Книжный вор движется медленно и уверенно. За ним никто не погонится. Его никто не остановит на улице, никто не спросит сурово:
– Ты где взял эти книги? Немедленно неси назад, не то убью.
И это величайшая несправедливость. Людей, выпивающих наш чай, людей, похищающих наши сардинки и уносящих наши книги, надо наказывать. Нужен закон против книжных воров, закон, как говорится, сурово наказующий.
1929/30
Блудный сын возвращается домой
Иногда мне снится, что я сын раввина.
Меня охватывает испуг. Что же мне теперь делать, мне, сыну служителя одного из древнейших религиозных культов?
Как это случилось? Ведь мои предки не все были раввинами. Вот, например, прадед. Он был гробовщиком. Гробовщики считаются кустарями. Не кривя душой, можно поведать комиссии по чистке, что я – правнук кустаря.
– Да, да, – скажут в комиссии, – но это прадед. А отец? Чей вы сын?
Я сын раввина.
– Он уже не раввин, – говорю я жалобно. – Он уже снял…
Что он снял? Рясу? Нет, раввины не снимают рясы. Это священники снимают рясу. Что же он снял? Он что‐то снял, он отрекся, он отмежевался от своего бородатого быта, с визгом и ревом он порвал связь с божеством и отказал ему от дома.
Но я не могу точно объяснить, что снял мой отец, и мои объяснения признаются неудовлетворительными. Меня увольняют.
Я иду по фиолетовой снежной улице и шепчу сам себе:
«…И совершенно прав был товарищ Крохкий, когда… Скажи, с кем ты знаком, и я скажу тебе, кто ты… Яблочко от яблони недалеко падает…»
Совершенно прав был председатель комиссии товарищ Крохкий. Меня надо изжить. Действительно, давно пора.

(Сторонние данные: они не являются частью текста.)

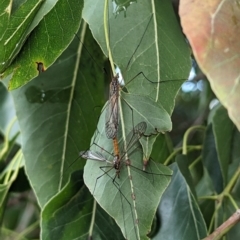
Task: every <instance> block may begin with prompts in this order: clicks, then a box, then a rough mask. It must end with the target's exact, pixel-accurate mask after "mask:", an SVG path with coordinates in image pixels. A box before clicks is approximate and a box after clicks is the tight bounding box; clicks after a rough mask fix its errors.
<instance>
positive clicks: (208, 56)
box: [179, 0, 240, 130]
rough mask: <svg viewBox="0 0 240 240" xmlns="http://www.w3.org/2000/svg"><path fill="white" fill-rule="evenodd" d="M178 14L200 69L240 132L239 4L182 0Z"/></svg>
mask: <svg viewBox="0 0 240 240" xmlns="http://www.w3.org/2000/svg"><path fill="white" fill-rule="evenodd" d="M179 11H180V17H181V24H182V27H183V30H184V33H185V34H186V36H187V38H188V40H189V42H190V44H191V46H192V49H193V53H194V56H195V58H196V60H197V62H198V64H199V66H200V67H201V69H202V71H203V72H204V73H205V74H206V76H207V77H208V79H209V81H210V83H211V87H212V89H213V91H214V92H215V94H216V96H217V97H218V98H219V100H220V101H221V103H222V104H223V105H224V106H225V107H226V108H227V109H228V113H229V116H230V118H231V119H232V120H233V122H234V123H235V124H236V125H237V127H238V129H239V130H240V108H239V103H240V83H239V81H240V41H239V36H240V2H239V1H237V0H225V1H224V0H207V1H202V0H182V1H181V3H180V10H179Z"/></svg>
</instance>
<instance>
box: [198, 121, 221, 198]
mask: <svg viewBox="0 0 240 240" xmlns="http://www.w3.org/2000/svg"><path fill="white" fill-rule="evenodd" d="M202 159H203V164H204V166H205V167H206V170H207V171H208V174H209V176H210V178H211V179H212V183H213V186H214V189H215V191H216V192H217V193H221V192H222V191H223V187H224V184H223V172H222V170H221V167H220V162H219V159H218V154H217V150H216V143H215V138H214V135H213V129H212V124H210V125H208V127H207V130H206V135H205V139H204V143H203V151H202Z"/></svg>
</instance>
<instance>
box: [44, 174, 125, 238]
mask: <svg viewBox="0 0 240 240" xmlns="http://www.w3.org/2000/svg"><path fill="white" fill-rule="evenodd" d="M82 175H83V173H82V171H77V172H75V173H74V174H72V176H71V179H70V181H69V182H68V183H67V185H66V186H65V187H64V188H63V189H62V191H61V192H59V193H58V194H57V195H56V196H54V198H52V199H51V200H50V201H49V202H48V203H47V204H46V205H45V207H44V209H43V212H42V219H41V220H42V224H41V225H42V229H43V231H42V239H45V240H47V239H59V240H60V239H69V240H70V239H88V238H89V237H90V235H89V234H90V232H89V229H90V227H91V224H93V226H92V227H93V234H92V235H91V236H92V238H93V239H96V238H97V237H99V238H100V239H110V238H112V239H122V238H121V232H120V230H119V228H118V226H117V225H116V224H115V223H114V221H113V220H112V219H110V217H109V215H107V214H106V213H105V212H104V211H103V210H101V208H100V207H99V206H97V207H96V206H95V205H94V201H93V198H92V196H91V194H90V193H89V191H88V189H87V188H86V186H85V185H84V183H83V179H82ZM53 216H54V218H53ZM56 219H57V221H56ZM92 219H93V222H91V220H92ZM94 219H95V220H94ZM106 236H108V238H106Z"/></svg>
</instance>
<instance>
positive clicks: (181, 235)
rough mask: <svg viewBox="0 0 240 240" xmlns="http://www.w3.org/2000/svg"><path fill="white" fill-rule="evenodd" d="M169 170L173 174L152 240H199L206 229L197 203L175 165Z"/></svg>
mask: <svg viewBox="0 0 240 240" xmlns="http://www.w3.org/2000/svg"><path fill="white" fill-rule="evenodd" d="M170 168H171V169H172V170H173V172H174V174H173V178H172V181H171V183H170V185H169V187H168V188H167V190H166V191H165V193H164V194H163V197H162V200H161V203H160V206H159V209H160V216H161V228H160V231H159V233H158V235H157V236H155V238H153V239H166V240H167V239H178V240H181V239H182V240H192V239H198V240H200V239H202V238H203V237H205V236H206V235H207V229H206V225H205V222H204V219H203V216H202V213H201V211H200V209H199V206H198V203H197V202H196V200H195V198H194V196H193V194H192V193H191V190H190V188H189V186H188V184H187V182H186V180H185V178H184V177H183V175H182V174H181V171H180V170H179V169H178V166H177V164H176V163H173V164H172V165H171V167H170Z"/></svg>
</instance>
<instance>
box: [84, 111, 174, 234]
mask: <svg viewBox="0 0 240 240" xmlns="http://www.w3.org/2000/svg"><path fill="white" fill-rule="evenodd" d="M104 116H105V115H104V114H102V116H101V117H100V120H99V123H98V127H97V129H98V131H97V132H96V133H95V136H94V137H93V139H92V146H91V148H90V149H91V151H92V152H94V153H97V154H98V155H99V154H100V156H103V158H105V159H106V160H108V161H109V162H110V163H109V164H107V163H106V162H105V161H102V162H101V161H94V160H88V161H87V163H86V165H85V168H84V182H85V184H86V185H87V187H88V188H89V190H90V192H91V193H92V194H93V196H94V197H95V199H96V200H97V202H98V203H99V204H100V206H101V207H102V208H103V209H105V210H106V212H108V213H109V215H110V216H112V217H113V218H114V219H115V220H116V222H117V224H118V225H119V227H120V228H121V230H122V233H123V235H124V237H125V238H127V239H148V238H147V234H148V232H149V231H150V229H151V224H152V221H153V218H154V214H155V211H156V209H157V206H158V204H159V201H160V198H161V196H162V194H163V192H164V191H165V189H166V188H167V186H168V184H169V182H170V176H171V171H170V170H169V169H168V168H167V167H165V166H163V165H161V164H157V163H155V162H153V161H150V162H149V163H148V165H147V169H146V172H144V171H142V167H143V163H142V159H143V154H142V151H141V148H140V143H138V142H136V145H134V147H131V149H129V142H128V140H132V139H134V137H133V135H132V132H130V130H132V123H131V122H130V123H129V125H124V128H123V127H122V129H120V130H121V131H123V134H124V135H125V136H127V137H126V142H125V140H123V139H122V136H121V134H120V132H121V131H119V136H118V140H119V148H120V158H121V168H120V174H119V178H115V177H116V170H115V169H114V168H113V165H112V164H113V158H114V156H113V153H112V152H113V143H112V140H111V139H108V138H107V137H106V134H105V119H104ZM128 129H130V130H128ZM125 144H126V146H127V152H128V157H127V156H126V154H125V153H124V151H123V148H124V146H125ZM135 147H136V149H135ZM134 150H136V151H134ZM125 157H127V158H129V160H130V166H129V165H128V164H127V163H128V161H126V160H125ZM151 170H152V171H151ZM106 172H107V173H106ZM113 179H115V180H113ZM146 206H147V211H146Z"/></svg>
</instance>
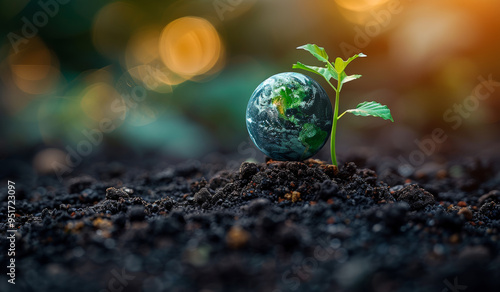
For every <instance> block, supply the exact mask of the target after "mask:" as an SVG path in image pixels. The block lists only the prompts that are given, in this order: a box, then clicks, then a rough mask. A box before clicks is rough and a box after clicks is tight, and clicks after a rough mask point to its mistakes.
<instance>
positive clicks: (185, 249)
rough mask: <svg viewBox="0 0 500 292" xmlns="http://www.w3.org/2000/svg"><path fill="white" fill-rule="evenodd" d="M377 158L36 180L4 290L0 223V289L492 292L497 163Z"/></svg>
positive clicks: (23, 198) (499, 163)
mask: <svg viewBox="0 0 500 292" xmlns="http://www.w3.org/2000/svg"><path fill="white" fill-rule="evenodd" d="M358 164H360V163H358ZM360 165H361V164H360ZM381 165H382V164H379V165H371V166H370V165H368V166H370V168H372V169H374V170H376V171H374V170H371V169H368V168H361V167H357V166H356V165H355V164H354V163H347V164H345V165H344V166H342V167H341V168H340V170H337V168H336V167H334V166H331V165H328V164H325V163H323V162H321V161H316V160H308V161H305V162H303V163H302V162H278V161H268V162H267V163H262V164H254V163H248V162H245V163H243V164H241V167H240V169H239V170H233V171H231V170H225V169H224V167H223V166H222V165H220V164H215V163H198V162H186V163H183V164H179V165H177V166H167V167H161V168H160V169H156V170H154V169H138V168H130V167H126V166H124V165H121V164H118V163H115V164H109V165H103V164H95V165H91V166H88V167H86V168H84V169H83V171H82V172H81V174H79V175H78V176H76V177H74V178H71V179H68V180H67V181H65V183H64V185H61V184H60V183H59V182H58V181H57V179H56V178H55V177H51V176H45V177H40V178H38V180H37V183H36V186H35V187H32V188H28V187H24V188H21V187H20V188H18V189H17V201H16V212H17V214H16V225H17V228H18V232H17V237H16V285H15V286H14V285H11V284H8V283H7V278H6V267H5V266H6V263H7V260H6V256H5V255H6V251H7V249H8V241H7V239H6V237H7V235H8V233H7V232H6V229H7V225H6V224H5V222H6V221H5V220H2V223H0V230H1V233H2V234H1V240H0V245H1V249H2V253H1V256H0V259H1V266H2V274H1V276H0V280H1V281H0V290H1V291H141V290H142V291H276V292H277V291H436V292H437V291H468V292H469V291H499V290H498V289H499V287H500V277H499V276H500V254H499V252H500V241H499V240H500V237H499V231H500V176H499V175H498V170H499V169H500V163H497V162H491V161H489V162H488V163H485V162H484V161H482V162H481V161H472V162H469V161H465V162H457V163H450V164H449V165H434V164H430V165H427V166H426V167H423V168H421V169H419V170H417V171H415V172H411V173H405V175H408V177H404V176H402V175H401V174H400V172H398V170H397V167H396V166H393V165H390V164H386V165H383V166H381ZM2 183H3V182H2ZM6 185H7V184H6V182H5V183H4V184H3V186H6ZM3 186H2V188H4V187H3ZM1 197H2V198H1V199H2V201H1V208H0V217H1V218H6V214H7V197H6V194H5V193H4V192H3V191H2V195H1Z"/></svg>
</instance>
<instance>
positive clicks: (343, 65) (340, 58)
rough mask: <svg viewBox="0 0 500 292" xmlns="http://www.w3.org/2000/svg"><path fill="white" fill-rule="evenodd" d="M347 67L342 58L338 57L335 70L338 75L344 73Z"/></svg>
mask: <svg viewBox="0 0 500 292" xmlns="http://www.w3.org/2000/svg"><path fill="white" fill-rule="evenodd" d="M346 66H347V64H346V62H345V61H344V60H342V58H339V57H337V59H335V70H336V71H337V73H339V74H340V73H342V72H344V70H345V67H346Z"/></svg>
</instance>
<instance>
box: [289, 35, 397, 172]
mask: <svg viewBox="0 0 500 292" xmlns="http://www.w3.org/2000/svg"><path fill="white" fill-rule="evenodd" d="M297 49H302V50H306V51H308V52H309V53H311V55H313V56H314V57H316V59H318V60H319V61H321V62H324V63H326V65H325V67H316V66H309V65H304V64H302V63H300V62H297V64H294V65H293V67H292V68H294V69H303V70H306V71H309V72H313V73H315V74H318V75H321V76H323V78H325V80H326V82H328V84H329V85H330V86H331V87H332V88H333V90H335V108H334V110H333V124H332V133H331V144H330V152H331V157H332V164H333V165H335V166H337V165H338V163H337V155H336V152H335V133H336V131H337V122H338V120H339V119H340V118H341V117H342V116H343V115H344V114H345V113H351V114H353V115H356V116H363V117H367V116H373V117H380V118H383V119H384V120H391V121H392V122H394V119H393V118H392V116H391V111H390V110H389V108H388V107H387V106H386V105H382V104H380V103H378V102H375V101H365V102H362V103H360V104H358V106H356V108H355V109H348V110H346V111H344V112H343V113H342V114H341V115H339V96H340V90H341V89H342V85H343V84H344V83H347V82H349V81H352V80H356V79H358V78H360V77H361V75H358V74H355V75H347V73H346V72H345V69H346V67H347V65H349V63H351V62H352V61H353V60H354V59H356V58H358V57H366V55H365V54H363V53H359V54H356V55H354V56H352V57H351V58H349V59H348V60H347V61H344V60H343V59H342V58H336V59H335V63H334V64H332V63H331V62H330V61H329V60H328V59H329V58H328V54H327V53H326V51H325V49H324V48H322V47H318V46H317V45H315V44H307V45H303V46H300V47H298V48H297ZM332 78H333V79H335V80H337V87H335V86H333V84H332V83H331V81H330V80H331V79H332Z"/></svg>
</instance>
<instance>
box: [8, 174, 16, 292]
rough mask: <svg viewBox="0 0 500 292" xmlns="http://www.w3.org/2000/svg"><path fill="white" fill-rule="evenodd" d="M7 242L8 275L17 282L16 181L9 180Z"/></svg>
mask: <svg viewBox="0 0 500 292" xmlns="http://www.w3.org/2000/svg"><path fill="white" fill-rule="evenodd" d="M7 195H8V196H7V224H6V226H7V242H8V243H9V246H8V247H9V248H8V250H7V257H6V258H8V261H7V263H8V265H7V276H8V280H7V282H9V283H10V284H13V285H15V284H16V234H17V229H16V226H15V218H16V183H15V182H13V181H10V180H9V181H7Z"/></svg>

Я поеду домой, к отцу, к раввину, который что‐то снял. Я потребую от него объяснений. Какой он все‐таки нетактичный человек! Ведь сколько есть профессий. Он мог бы стать гробовщиком, как мой прадед, наконец, он мог бы сделаться пролетарием умственного труда, бухгалтером. Разве уж так скверно было бы работать за высокой конторкой, сидеть на вращающемся винтовом табурете? Зачем было лезть в раввины? И как он не понял, что совершенно нетактично рожать сыновей раввина? Я поеду к нему. Будет крупный разговор.
Блудный сын возвращается домой. Блудный сын в толстовке и людоедском галстуке возвращается к отцу. Стуча каблуками, он вбегает по лестнице из вареного мрамора на четвертый этаж. Он меланхолически бормочет:
– Я живу на четвертом этаже, там, где кончается лестница.

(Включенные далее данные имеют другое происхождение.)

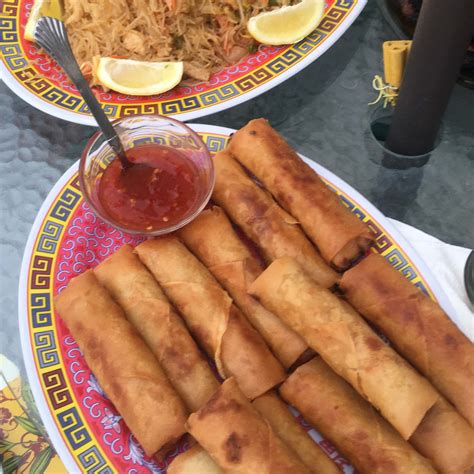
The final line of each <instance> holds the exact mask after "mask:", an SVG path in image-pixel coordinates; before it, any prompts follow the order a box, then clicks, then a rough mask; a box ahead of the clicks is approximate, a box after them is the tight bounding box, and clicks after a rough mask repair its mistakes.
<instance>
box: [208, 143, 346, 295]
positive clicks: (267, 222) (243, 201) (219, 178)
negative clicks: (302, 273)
mask: <svg viewBox="0 0 474 474" xmlns="http://www.w3.org/2000/svg"><path fill="white" fill-rule="evenodd" d="M214 168H215V173H216V183H215V186H214V191H213V194H212V199H213V200H214V201H215V202H216V203H217V204H219V205H220V206H221V207H222V208H224V209H225V211H226V212H227V214H228V215H229V217H230V218H231V219H232V221H234V222H235V223H236V224H238V225H239V226H240V227H241V229H242V230H243V231H244V233H245V234H246V235H247V237H249V238H250V239H251V240H252V241H253V242H254V243H255V245H256V246H257V247H258V248H259V249H260V251H261V253H262V255H263V257H264V258H265V260H266V262H267V263H271V262H273V260H275V259H277V258H279V257H283V256H285V255H289V256H291V257H294V258H295V259H296V260H297V261H298V262H299V263H300V264H301V265H302V266H303V268H304V269H305V270H306V271H307V272H308V273H309V274H310V275H311V276H312V277H313V278H314V279H315V280H316V281H317V282H318V283H320V284H321V285H322V286H324V287H326V288H330V287H332V286H333V285H334V284H335V283H336V281H337V280H338V279H339V275H338V274H337V273H336V272H335V271H334V270H332V269H331V268H329V267H328V265H327V264H326V263H325V262H324V260H323V259H322V258H321V256H320V255H319V253H318V252H317V250H316V249H315V248H314V247H313V245H312V244H311V242H310V241H309V240H308V239H307V238H306V236H305V235H304V233H303V231H302V230H301V228H300V226H299V225H298V222H297V221H295V219H294V218H292V217H291V216H289V215H288V214H287V213H286V212H285V211H284V210H283V209H282V208H281V207H280V206H279V205H278V204H277V203H276V202H275V201H274V200H273V199H272V197H271V196H270V195H269V194H268V193H267V192H266V191H264V190H263V189H262V188H260V187H259V186H258V185H257V184H256V183H255V182H254V181H253V180H252V179H251V178H250V177H249V176H248V175H247V174H246V173H245V171H244V170H243V168H242V167H241V166H240V164H239V163H238V162H237V161H236V160H235V159H234V158H232V156H231V154H230V152H229V151H228V150H224V151H221V152H220V153H217V154H216V155H215V156H214Z"/></svg>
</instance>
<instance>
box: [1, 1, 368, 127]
mask: <svg viewBox="0 0 474 474" xmlns="http://www.w3.org/2000/svg"><path fill="white" fill-rule="evenodd" d="M359 1H360V0H337V1H336V2H335V3H334V4H333V5H332V6H331V7H330V8H329V10H328V11H327V12H326V13H325V15H324V17H323V19H322V21H321V23H320V25H319V26H318V28H317V29H316V30H315V31H314V32H313V33H311V34H310V35H308V36H307V37H306V38H305V39H303V40H302V41H300V42H299V43H297V44H294V45H291V46H288V47H287V48H285V49H283V50H282V51H281V52H280V53H278V55H277V56H276V57H271V58H269V59H268V60H267V61H266V62H262V63H260V64H259V65H258V66H257V67H254V68H253V69H252V70H250V71H249V72H247V73H246V74H244V75H242V76H241V77H238V78H236V79H234V80H231V81H229V82H226V83H221V84H219V85H217V86H216V87H214V88H213V89H209V90H206V91H203V92H195V93H193V94H191V95H187V96H183V97H177V98H171V99H166V98H158V99H157V100H156V101H154V102H153V101H146V102H140V103H127V102H126V101H125V102H123V101H118V100H116V101H110V102H109V101H108V102H106V103H104V110H105V112H106V114H107V115H108V116H109V117H111V118H119V117H124V116H128V115H136V114H140V115H144V114H161V115H180V114H183V113H186V112H191V111H196V110H199V109H203V108H206V107H210V106H213V105H216V104H220V103H223V102H226V101H228V100H230V99H233V98H236V97H239V96H241V95H243V94H245V93H247V92H249V91H252V90H254V89H255V88H257V87H260V86H261V85H262V84H265V83H267V82H268V81H270V80H272V79H274V78H275V77H277V76H278V75H280V74H281V73H283V72H285V71H287V70H289V69H291V68H292V67H294V66H295V65H296V64H298V63H299V62H300V61H301V60H302V59H304V58H305V57H307V56H308V55H309V54H311V53H312V52H313V51H315V50H316V49H317V48H318V47H320V45H321V44H322V43H323V42H324V41H326V40H327V38H329V37H330V36H331V35H332V34H333V33H334V32H335V31H336V30H337V29H338V27H339V26H340V25H341V24H342V23H343V21H344V20H345V18H346V17H347V15H348V14H349V12H350V11H352V9H353V8H354V6H355V5H356V4H357V3H358V2H359ZM23 2H24V0H2V2H0V51H1V53H2V54H1V58H2V60H3V63H4V64H5V66H6V68H7V69H8V71H9V72H10V73H11V74H12V76H13V77H14V78H15V79H16V80H17V81H18V82H19V83H20V84H21V85H22V86H23V87H25V88H26V89H27V90H28V91H29V92H31V93H32V94H33V95H35V96H36V97H38V98H40V99H42V100H44V101H46V102H47V103H49V104H50V105H54V106H56V107H58V108H60V109H62V110H66V111H69V112H74V113H76V114H80V115H87V114H88V113H89V112H88V109H87V106H86V105H85V103H84V101H83V100H82V98H81V97H79V96H78V95H76V94H74V93H71V92H70V91H68V90H64V89H62V88H61V87H60V86H58V85H56V84H55V83H53V82H51V81H50V80H49V79H48V78H47V77H45V76H44V75H43V74H42V73H41V72H40V71H39V70H38V69H37V67H36V66H35V65H34V64H31V63H30V61H29V59H28V57H27V55H26V53H25V51H24V49H23V47H22V42H21V38H20V31H21V29H20V10H21V8H22V5H23Z"/></svg>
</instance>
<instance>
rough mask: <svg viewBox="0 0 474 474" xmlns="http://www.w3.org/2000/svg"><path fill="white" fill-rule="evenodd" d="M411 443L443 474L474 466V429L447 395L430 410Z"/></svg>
mask: <svg viewBox="0 0 474 474" xmlns="http://www.w3.org/2000/svg"><path fill="white" fill-rule="evenodd" d="M410 443H411V444H412V445H413V446H415V448H416V449H417V451H418V452H420V453H421V454H422V455H423V456H426V457H427V458H428V459H430V460H431V461H432V463H433V465H434V466H435V468H436V469H437V470H438V471H439V472H440V473H441V474H462V473H466V472H468V471H470V470H471V469H472V467H474V430H473V429H472V428H471V426H470V425H469V423H468V422H467V421H466V420H465V419H464V418H463V417H462V416H461V415H460V414H459V413H458V412H457V411H456V410H455V409H454V408H453V406H452V405H451V404H450V403H448V402H447V401H446V400H445V399H444V398H443V397H441V398H440V399H439V400H438V401H437V402H436V403H435V404H434V406H433V407H432V408H431V409H430V410H429V411H428V413H427V414H426V416H425V417H424V418H423V420H422V422H421V423H420V424H419V426H418V428H417V429H416V431H415V432H414V433H413V436H412V437H411V438H410Z"/></svg>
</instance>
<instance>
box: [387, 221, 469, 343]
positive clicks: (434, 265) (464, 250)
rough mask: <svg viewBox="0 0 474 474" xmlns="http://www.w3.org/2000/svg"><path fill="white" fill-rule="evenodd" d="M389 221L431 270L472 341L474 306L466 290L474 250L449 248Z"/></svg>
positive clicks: (400, 223)
mask: <svg viewBox="0 0 474 474" xmlns="http://www.w3.org/2000/svg"><path fill="white" fill-rule="evenodd" d="M390 221H391V222H392V224H393V225H394V226H395V227H396V228H397V230H398V231H399V232H400V233H401V234H402V235H403V237H405V238H406V240H407V241H408V242H410V244H411V245H412V246H413V248H414V249H415V250H416V252H417V253H418V255H419V256H420V257H421V258H422V259H423V261H424V262H425V263H426V264H427V265H428V266H429V268H430V270H431V272H432V273H433V275H434V276H435V278H436V279H437V280H438V283H439V284H440V286H441V287H442V288H443V290H444V292H445V293H446V295H447V297H448V299H449V301H450V303H451V305H452V306H453V308H454V309H455V311H456V312H457V316H458V317H457V318H456V319H457V320H456V323H457V324H458V326H459V328H460V329H461V330H462V331H463V332H464V333H465V334H466V335H467V336H468V337H469V338H470V339H471V340H473V339H474V306H473V305H472V304H471V303H470V301H469V299H468V297H467V293H466V288H465V286H464V266H465V264H466V260H467V257H468V256H469V254H470V253H471V250H470V249H466V248H464V247H457V246H456V245H450V244H447V243H445V242H443V241H441V240H439V239H437V238H436V237H433V236H432V235H429V234H425V233H424V232H422V231H421V230H418V229H415V228H414V227H411V226H409V225H407V224H404V223H403V222H399V221H396V220H394V219H390Z"/></svg>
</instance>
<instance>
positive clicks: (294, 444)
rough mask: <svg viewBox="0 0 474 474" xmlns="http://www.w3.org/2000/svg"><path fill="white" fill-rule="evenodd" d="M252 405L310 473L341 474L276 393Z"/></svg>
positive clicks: (255, 399) (268, 394)
mask: <svg viewBox="0 0 474 474" xmlns="http://www.w3.org/2000/svg"><path fill="white" fill-rule="evenodd" d="M252 405H253V406H254V407H255V408H256V409H257V411H258V412H259V413H260V414H261V415H262V416H263V417H264V418H265V419H266V420H268V422H269V423H270V426H271V427H272V429H273V431H274V432H275V433H276V434H277V435H278V436H279V437H280V438H281V439H282V440H283V441H284V442H285V443H286V444H287V446H288V447H290V448H291V449H292V450H293V451H294V452H295V453H296V454H297V455H298V456H299V458H300V459H301V460H302V461H303V463H304V464H305V465H306V467H307V468H308V469H309V470H310V472H312V473H314V474H317V473H323V474H340V470H339V469H338V467H337V466H336V465H335V464H334V463H333V462H332V461H331V459H330V458H329V457H328V456H327V455H326V454H325V453H324V451H323V450H322V449H321V448H320V447H319V446H318V444H317V443H316V442H315V441H313V439H312V438H311V437H310V436H309V435H308V433H306V431H305V430H304V428H303V427H302V426H301V425H300V424H299V422H298V420H297V419H296V418H295V417H294V416H293V415H292V414H291V412H290V410H289V409H288V406H287V405H286V403H285V402H284V401H282V399H281V398H280V397H279V396H278V395H277V394H276V393H274V392H268V393H265V394H263V395H262V396H260V397H258V398H256V399H255V400H254V401H253V402H252Z"/></svg>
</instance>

Он притворяется. Он не меланхоличен, а взволнован. Сын не видел отца десять лет. Он забыл о предстоящем крупном разговоре и целует отца в усы, пахнущие порохом и селитрой.
Отец тревожно спрашивает:
– Тебе надо умыться? Пройди в ванную.
В ванной темно, как десять лет назад, когда вылетевшие стекла заменили листом фанеры. Ничего в отцовской квартире не изменилось за десять лет.
В темноте я подымаю руку кверху. Там была полка и лежало мыло в эмалированной лоханочке. Рука встречает полочку и находит мыло.

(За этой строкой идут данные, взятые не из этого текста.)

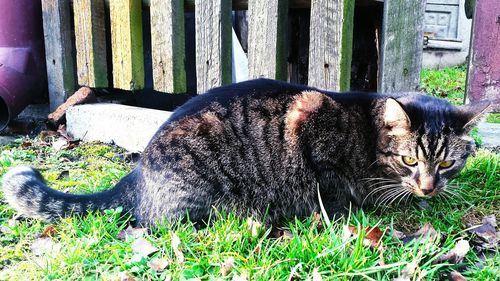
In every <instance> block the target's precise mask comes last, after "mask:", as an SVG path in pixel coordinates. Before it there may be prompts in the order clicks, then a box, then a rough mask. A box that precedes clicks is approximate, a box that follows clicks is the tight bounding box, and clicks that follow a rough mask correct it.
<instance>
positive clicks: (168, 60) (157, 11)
mask: <svg viewBox="0 0 500 281" xmlns="http://www.w3.org/2000/svg"><path fill="white" fill-rule="evenodd" d="M150 11H151V51H152V61H153V87H154V89H155V90H157V91H161V92H167V93H184V92H186V66H185V60H186V53H185V51H184V49H185V46H184V5H183V1H182V0H168V1H164V0H151V9H150Z"/></svg>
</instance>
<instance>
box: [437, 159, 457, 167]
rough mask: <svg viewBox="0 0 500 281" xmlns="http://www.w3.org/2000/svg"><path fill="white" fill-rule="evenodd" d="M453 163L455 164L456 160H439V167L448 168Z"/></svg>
mask: <svg viewBox="0 0 500 281" xmlns="http://www.w3.org/2000/svg"><path fill="white" fill-rule="evenodd" d="M453 164H455V161H454V160H446V161H441V162H439V168H443V169H446V168H449V167H451V166H453Z"/></svg>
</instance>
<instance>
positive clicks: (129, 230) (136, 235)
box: [116, 225, 148, 241]
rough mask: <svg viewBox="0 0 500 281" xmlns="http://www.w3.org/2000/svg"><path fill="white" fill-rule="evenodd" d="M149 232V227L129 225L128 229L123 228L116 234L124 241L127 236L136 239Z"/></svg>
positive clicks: (142, 235)
mask: <svg viewBox="0 0 500 281" xmlns="http://www.w3.org/2000/svg"><path fill="white" fill-rule="evenodd" d="M147 232H148V229H147V228H134V227H132V226H130V225H129V226H128V227H127V228H126V229H123V230H121V231H120V232H119V233H118V235H117V236H116V238H118V239H119V240H122V241H125V240H127V238H132V239H136V238H140V237H143V236H144V234H146V233H147Z"/></svg>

Зажмурив глаза, я могу пройти по всей квартире, не зацепившись, не ударившись о мебель. Память убережет меня от столкновения со стулом или самоварным столиком. Закрыв глаза и лавируя, я могу пройти в столовую, взять налево и сказать:
– Я стою перед комодом. Он покрыт полотняной дорожкой. На нем зеркало, голубой фарфоровый подсвечник и фотография моего брата, которого в училище звали Ямбо. Он был толстым мальчиком, а тогда толстых называли Ямбо. Что же касается самого Ямбо, то это был слон.
И, открыв глаза, я увижу комод, дорожку, подсвечник и фотографию…
Здесь, в квартире, корабельный быт. Мебель словно привинчена к полу, установлена раз и навсегда. Отец стоит рядом, поправляя пороховые усы.
Отчего у него усы пахнут порохом? Он ведь не полководец и не севастопольский герой – он раввин, неэтичный служитель культа и к тому же двуличный, лицемерный человек. Разве он перестал верить в Бога? Да нет же. Пришел, как видно, однажды домой, вздохнул и сказал:
– Меня душат налоги. Семнадцать рублей в месяц за электричество. Это грабеж.
И снял рясу, то есть не рясу, а вроде этого. Простое дело – электричество победило религию.
Но мне‐то ведь это не помогло. Я остался сыном раввина. Победа клозетной электрической лампочки над вседержителем нисколько мне не помогла.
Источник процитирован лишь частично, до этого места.